El miedo anormal a mirarse los espejos se denomina catoptrofobia, me dice. Le pregunto entonces si existe un miedo normal a mirarse en los espejos. Me mira condescendiente y me dice que estoy tratando de desviar la atención del problema. Le respondo que dándome el nombre técnico, más bien absurdo y por completo inútil de la fobia, está desviando la atención del hecho de que no tienen idea de lo que me ocurre, ya no tan sólo del por qué sino también del cómo tratarlo, para mí es aún más importante.

Me dice que la causa es en este momento mucho más relevante y me pregunta por qué me empeño en presentarla como si fuera irrelevante. Le respondo que la causa está perdida en algún punto del pasado y que lo que en estos momentos necesito con urgencia es dejar de tener miedo a pasar por delante de un espejo. Y los espejos, están en todas partes, es imposible evitarlos. Los hay en muchas tiendas, en los bares y cafeterías, en los lavabos de cualquier establecimiento… Y después están las superficies reflectantes le digo, que nos acechan por todas partes.

¿Cuáles? Pregunta.

¿Cuáles?

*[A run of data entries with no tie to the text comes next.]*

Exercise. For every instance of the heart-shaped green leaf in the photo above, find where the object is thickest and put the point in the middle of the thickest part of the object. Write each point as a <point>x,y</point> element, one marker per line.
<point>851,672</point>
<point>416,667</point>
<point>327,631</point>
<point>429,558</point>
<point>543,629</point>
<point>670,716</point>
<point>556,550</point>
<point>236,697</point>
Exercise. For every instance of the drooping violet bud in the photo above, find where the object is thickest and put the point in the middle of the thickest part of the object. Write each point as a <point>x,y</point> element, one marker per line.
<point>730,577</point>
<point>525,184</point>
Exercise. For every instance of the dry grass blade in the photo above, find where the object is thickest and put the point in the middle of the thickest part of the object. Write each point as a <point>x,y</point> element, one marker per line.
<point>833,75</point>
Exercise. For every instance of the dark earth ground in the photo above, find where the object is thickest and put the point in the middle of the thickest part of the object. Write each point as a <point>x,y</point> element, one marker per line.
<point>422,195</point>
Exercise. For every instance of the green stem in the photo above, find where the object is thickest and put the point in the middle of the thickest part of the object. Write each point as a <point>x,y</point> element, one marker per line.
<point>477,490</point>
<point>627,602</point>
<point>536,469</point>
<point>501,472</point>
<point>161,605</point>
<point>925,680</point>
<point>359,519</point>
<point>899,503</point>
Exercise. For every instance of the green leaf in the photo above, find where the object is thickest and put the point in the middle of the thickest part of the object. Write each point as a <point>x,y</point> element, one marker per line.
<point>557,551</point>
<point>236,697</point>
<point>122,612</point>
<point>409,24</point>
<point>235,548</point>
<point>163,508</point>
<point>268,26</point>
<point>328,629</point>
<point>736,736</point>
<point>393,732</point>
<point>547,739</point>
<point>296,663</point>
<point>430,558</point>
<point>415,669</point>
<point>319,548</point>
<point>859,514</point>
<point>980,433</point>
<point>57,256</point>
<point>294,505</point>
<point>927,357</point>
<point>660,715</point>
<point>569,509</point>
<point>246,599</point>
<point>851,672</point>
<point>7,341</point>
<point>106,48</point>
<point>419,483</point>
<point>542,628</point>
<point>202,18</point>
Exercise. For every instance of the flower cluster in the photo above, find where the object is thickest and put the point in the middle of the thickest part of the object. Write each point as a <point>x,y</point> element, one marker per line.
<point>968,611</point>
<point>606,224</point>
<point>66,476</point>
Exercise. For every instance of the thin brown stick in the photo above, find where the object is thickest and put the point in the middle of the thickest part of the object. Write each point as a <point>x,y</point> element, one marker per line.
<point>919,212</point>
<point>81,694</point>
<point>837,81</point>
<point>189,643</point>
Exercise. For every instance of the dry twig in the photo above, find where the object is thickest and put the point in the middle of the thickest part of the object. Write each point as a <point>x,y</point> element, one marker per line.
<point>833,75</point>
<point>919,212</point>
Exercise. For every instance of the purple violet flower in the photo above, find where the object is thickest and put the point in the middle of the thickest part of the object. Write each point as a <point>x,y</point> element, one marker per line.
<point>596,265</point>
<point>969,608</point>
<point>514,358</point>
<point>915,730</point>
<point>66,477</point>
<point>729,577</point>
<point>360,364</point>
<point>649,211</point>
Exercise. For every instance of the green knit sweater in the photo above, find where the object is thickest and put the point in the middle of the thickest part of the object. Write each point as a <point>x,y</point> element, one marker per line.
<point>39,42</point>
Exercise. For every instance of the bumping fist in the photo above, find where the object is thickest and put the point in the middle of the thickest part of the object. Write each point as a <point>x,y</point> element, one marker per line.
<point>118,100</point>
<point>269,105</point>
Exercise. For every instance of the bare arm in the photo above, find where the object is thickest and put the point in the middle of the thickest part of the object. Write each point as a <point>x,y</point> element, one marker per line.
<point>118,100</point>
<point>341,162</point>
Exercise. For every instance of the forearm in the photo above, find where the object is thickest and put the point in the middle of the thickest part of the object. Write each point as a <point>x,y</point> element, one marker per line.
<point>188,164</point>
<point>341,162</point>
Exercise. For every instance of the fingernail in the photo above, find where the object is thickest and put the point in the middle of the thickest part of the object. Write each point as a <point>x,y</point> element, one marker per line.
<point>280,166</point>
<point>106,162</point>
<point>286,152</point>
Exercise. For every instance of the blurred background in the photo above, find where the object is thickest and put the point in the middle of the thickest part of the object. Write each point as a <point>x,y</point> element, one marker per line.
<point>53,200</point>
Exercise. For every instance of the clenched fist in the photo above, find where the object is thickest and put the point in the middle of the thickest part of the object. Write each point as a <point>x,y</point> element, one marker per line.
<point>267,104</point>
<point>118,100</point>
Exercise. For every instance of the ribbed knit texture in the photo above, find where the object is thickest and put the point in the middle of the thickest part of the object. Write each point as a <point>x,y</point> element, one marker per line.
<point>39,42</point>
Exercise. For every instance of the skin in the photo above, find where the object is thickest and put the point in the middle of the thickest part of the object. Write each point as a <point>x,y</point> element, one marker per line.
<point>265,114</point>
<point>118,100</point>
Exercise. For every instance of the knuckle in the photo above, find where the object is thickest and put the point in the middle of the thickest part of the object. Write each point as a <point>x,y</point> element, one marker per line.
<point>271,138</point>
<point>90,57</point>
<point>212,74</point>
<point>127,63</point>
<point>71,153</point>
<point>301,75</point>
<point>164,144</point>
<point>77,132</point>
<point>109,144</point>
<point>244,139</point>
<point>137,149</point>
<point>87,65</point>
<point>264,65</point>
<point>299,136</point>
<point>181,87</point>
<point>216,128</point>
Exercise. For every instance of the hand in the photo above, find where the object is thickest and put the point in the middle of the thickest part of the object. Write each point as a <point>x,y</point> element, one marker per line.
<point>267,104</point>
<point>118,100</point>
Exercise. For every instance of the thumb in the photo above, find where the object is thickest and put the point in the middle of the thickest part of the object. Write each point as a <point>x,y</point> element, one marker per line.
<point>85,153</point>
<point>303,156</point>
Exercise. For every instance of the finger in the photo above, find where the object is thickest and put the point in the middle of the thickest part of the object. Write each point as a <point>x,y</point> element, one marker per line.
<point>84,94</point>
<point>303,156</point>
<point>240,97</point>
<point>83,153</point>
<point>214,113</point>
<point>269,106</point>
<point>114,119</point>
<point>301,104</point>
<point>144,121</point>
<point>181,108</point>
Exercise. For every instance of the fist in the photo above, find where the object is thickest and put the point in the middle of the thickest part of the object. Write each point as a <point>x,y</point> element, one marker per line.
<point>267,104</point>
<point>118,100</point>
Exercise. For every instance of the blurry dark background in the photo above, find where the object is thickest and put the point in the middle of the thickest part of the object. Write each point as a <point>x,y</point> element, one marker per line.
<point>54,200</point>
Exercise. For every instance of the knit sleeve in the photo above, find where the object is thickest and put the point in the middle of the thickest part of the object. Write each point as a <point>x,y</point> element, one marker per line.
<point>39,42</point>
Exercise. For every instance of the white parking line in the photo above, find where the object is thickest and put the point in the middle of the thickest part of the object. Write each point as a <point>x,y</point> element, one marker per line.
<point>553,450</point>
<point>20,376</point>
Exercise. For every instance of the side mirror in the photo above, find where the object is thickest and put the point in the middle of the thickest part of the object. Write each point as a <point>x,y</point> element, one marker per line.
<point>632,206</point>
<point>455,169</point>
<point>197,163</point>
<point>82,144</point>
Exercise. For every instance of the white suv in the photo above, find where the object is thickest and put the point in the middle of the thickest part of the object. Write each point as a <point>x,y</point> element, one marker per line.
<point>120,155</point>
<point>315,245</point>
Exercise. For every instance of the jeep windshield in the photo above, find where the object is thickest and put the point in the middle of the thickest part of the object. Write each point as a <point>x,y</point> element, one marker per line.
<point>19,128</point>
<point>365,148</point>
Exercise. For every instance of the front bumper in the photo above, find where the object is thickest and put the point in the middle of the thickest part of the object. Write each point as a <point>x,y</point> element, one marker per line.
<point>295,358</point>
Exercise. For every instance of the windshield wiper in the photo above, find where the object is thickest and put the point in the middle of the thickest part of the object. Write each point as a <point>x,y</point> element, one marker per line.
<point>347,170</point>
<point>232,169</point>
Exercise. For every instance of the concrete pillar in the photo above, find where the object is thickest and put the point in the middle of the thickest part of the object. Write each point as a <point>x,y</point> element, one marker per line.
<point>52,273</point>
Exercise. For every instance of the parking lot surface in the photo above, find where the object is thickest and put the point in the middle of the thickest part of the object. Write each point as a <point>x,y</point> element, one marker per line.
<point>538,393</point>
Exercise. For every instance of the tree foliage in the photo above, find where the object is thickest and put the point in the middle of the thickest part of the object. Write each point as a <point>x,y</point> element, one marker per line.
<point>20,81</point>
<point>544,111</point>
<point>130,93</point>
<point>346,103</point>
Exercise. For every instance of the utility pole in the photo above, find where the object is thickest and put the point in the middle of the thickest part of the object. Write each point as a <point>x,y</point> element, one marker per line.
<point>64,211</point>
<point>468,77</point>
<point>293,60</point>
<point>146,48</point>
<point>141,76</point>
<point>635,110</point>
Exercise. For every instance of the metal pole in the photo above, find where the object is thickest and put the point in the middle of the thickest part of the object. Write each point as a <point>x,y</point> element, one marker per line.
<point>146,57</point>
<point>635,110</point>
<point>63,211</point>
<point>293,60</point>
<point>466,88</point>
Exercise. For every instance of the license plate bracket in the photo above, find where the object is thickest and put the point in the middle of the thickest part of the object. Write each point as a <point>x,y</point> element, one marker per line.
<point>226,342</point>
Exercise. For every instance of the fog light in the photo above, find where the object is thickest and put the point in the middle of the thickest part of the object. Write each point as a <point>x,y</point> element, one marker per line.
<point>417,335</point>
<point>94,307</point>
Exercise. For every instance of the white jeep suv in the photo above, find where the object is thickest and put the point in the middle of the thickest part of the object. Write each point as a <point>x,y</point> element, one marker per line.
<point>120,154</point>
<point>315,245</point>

Repito la pregunta porque me desconcierta tal grado de inocencia. ¿Cuáles?

Pues la luna de un escaparate, la ventanilla de un coche, las gafas de sol de una persona con la que nos cruzamos por la calle, una cuchara sopera, un charco en el suelo, la pantalla apagada de un ordenador… No me deja continuar la enumeración, cambia de tema.

Empieza entonces a hablarme de los problemas de autoestima, intenta hacerme saber que el rechazo hacia la propia imagen puede deberse precisamente a un rechazo de uno mismo, enumera posibles razones sin hacer caso de que, ante cada una de ellas, muevo la cabeza negando. No es eso; eso tampoco; esto no me sucedió nunca… No me cree.

Empieza un nuevo discurso en el que se refiere a la necesidad de restablecer la confianza en uno mismo. Le digo, sin poder ocultar cierto enojo, que tal vez acabe perdiendo la confianza en mí mismo si continúa ignorando lo que quiero hacerle entender. Cambia entonces la estrategia, adopta un tono algo paternal, y me habla como si fuera un ser delicado al que hay que tratar con sumo cuidado. Me imagino que es su estrategia para tratar de elevar esa autoestima baja que está empeñado en hacer la causa de mi problema.

Me estoy empezando a cansar, lo interrumpo. Me mira desconcertado. Le digo que no se trata de eso, que no tengo miedo a mirarme en el espejo, a verme a mí mismo en el espejo, que creo que eso incluso me gustaría, si no fuera porque cada vez que me miro en el espejo, está el otro también allí, siempre a mi derecha, siempre unos centímetros detrás de mí, siempre mirando también al espejo. Está siempre ahí y no sé quién es.